Wish is often accompanied by an aspiration for something as in the expression ‘wish for happiness’. Thus the word ‘wish’ is often followed by the preposition ‘for’. The word ‘wish’ is sometimes followed by ‘that’ which can at times be omitted as well. Observe the sentences given below:
1. I wish I could dance.
2. I wished that I was with him.
In the first sentence the word you will find that the demonstrative pronoun ‘that’ is not used whereas it is very much used in the second sentence.
The word ‘wish’ is used sometimes to suggest a demand or a want as in the sentence ‘I wish to go there’. In the sentence the word ‘wish’ is used to suggest a want.
The word ‘desire’ is used in the sense of ‘an unsatisfied longing or craving’ as in the expression ‘desire for wealth’. The word ‘desire’ in the expression gives the sense of ‘craving or longing for wealth’.
One of the main differences between the words ‘wish’ and ‘desire’ is that the quality of ‘craving’ is not found in ‘wish’ whereas the word ‘desire’ is always accompanied by the quality of ‘craving’ in its sense.

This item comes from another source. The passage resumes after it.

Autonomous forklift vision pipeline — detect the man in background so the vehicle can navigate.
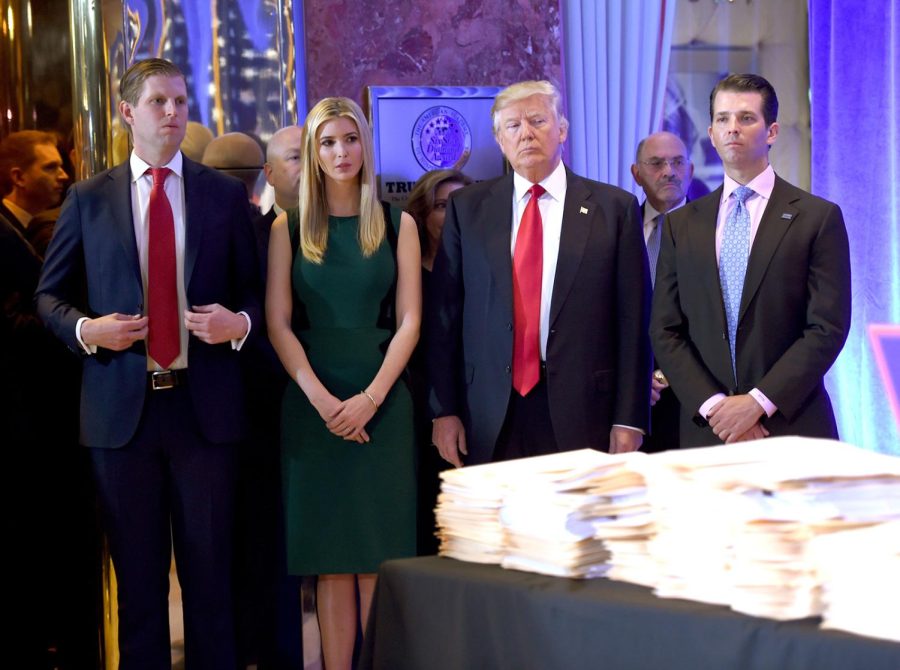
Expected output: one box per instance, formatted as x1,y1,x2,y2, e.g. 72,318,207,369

A desire is often expressed. Observe the sentence ‘he expressed to marry her’. The word ‘desire’ is often followed by the preposition ‘to’ or ‘that’ as in the sentences
1. I have a desire to live in France.
2. You would desire that he is alive.
It is interesting to note that the Buddhists viewed desire as the root cause for all evil in this world. The two words should be used with care and purpose.